The Community Engagement Center that UMB opened a year ago also has made a big impact, providing health screenings and wellness courses, advising neighbors on legal and financial matters, preparing residents for stable, good-paying jobs, and much more. Perman couldn’t be prouder.
“I can't emphasize enough that impact doesn't happen overnight. It is slow, challenging, sometimes agonizing work," Perman said. "But long before we have deep and reliable data on health indicators, or test scores, or jobs, or incomes, we have this: In less than a year, 1,700 neighbors have visited the Community Engagement Center. Another 500 faculty, staff, and students have served at the center. That means 2,200 people are reaching out to each other -- across everything that divides us. And that's a start.”

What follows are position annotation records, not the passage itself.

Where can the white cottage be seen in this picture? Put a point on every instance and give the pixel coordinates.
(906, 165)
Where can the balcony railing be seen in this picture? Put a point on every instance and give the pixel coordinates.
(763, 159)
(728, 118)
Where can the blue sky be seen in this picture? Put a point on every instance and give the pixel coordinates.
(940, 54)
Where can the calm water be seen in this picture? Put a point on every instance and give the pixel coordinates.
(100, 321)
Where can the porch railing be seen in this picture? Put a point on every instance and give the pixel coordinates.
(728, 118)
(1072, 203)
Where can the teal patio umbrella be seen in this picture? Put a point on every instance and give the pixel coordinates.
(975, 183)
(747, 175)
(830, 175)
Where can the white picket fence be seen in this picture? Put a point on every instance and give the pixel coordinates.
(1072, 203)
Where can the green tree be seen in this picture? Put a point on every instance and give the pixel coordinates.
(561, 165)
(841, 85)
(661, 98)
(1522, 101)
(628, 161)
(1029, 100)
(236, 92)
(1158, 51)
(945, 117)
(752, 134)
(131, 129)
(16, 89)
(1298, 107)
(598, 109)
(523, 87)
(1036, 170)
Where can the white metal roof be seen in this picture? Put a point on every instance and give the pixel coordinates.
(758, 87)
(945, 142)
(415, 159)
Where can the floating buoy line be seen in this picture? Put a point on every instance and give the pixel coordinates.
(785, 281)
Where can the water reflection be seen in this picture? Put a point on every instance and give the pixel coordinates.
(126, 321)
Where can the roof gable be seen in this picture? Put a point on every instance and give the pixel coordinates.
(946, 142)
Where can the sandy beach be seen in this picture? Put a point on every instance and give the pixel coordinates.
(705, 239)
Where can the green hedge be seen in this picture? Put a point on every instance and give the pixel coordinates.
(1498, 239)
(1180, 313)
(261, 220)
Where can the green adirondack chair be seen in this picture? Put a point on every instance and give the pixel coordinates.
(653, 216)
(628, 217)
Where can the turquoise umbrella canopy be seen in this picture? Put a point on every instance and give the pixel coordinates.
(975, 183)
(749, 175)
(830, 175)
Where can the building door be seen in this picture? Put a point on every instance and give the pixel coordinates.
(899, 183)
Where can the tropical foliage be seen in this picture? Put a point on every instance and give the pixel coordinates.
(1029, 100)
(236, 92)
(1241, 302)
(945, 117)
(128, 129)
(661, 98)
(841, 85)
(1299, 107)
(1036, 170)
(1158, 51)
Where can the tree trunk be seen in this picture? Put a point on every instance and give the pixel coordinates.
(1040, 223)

In addition to Mayden, Entrepreneur of the Year Regine of the School of Medicine was saluted for his 10 years of effort that resulted in the opening of the Maryland Proton Treatment Center, the first of its kind in the Baltimore-Washington region. Researcher of the Year Simoni-Wastila of the School of Pharmacy was praised for carving out a niche in the rapidly expanding area of health policy research, her work focusing on drug abuse and mental health in vulnerable populations. And Teacher of the Year Jenkins was lauded for 20 years of service at the School of Nursing, rising as a pioneer in the application of technology.
Ultimately, the black-tie Gala is about thanking generous donors and fostering future support. Thomas J. Sullivan, CFRE, MS, UMB’s new chief development officer and vice president, was introduced. Meshelle, the Indie-Mom of Comedy, brought the CURE scholars onstage and urged the audience members to open their hearts and wallets to support them before closing the Gala program with her stand-up comedy act.
Perman was effusive in his praise of those at the Gala, pointing out that programs like CURE Scholars and Promise Heights, and UMB’s Community Engagement Center, wouldn’t exist without donations.
“Words can’t adequately express my thanks,” he said.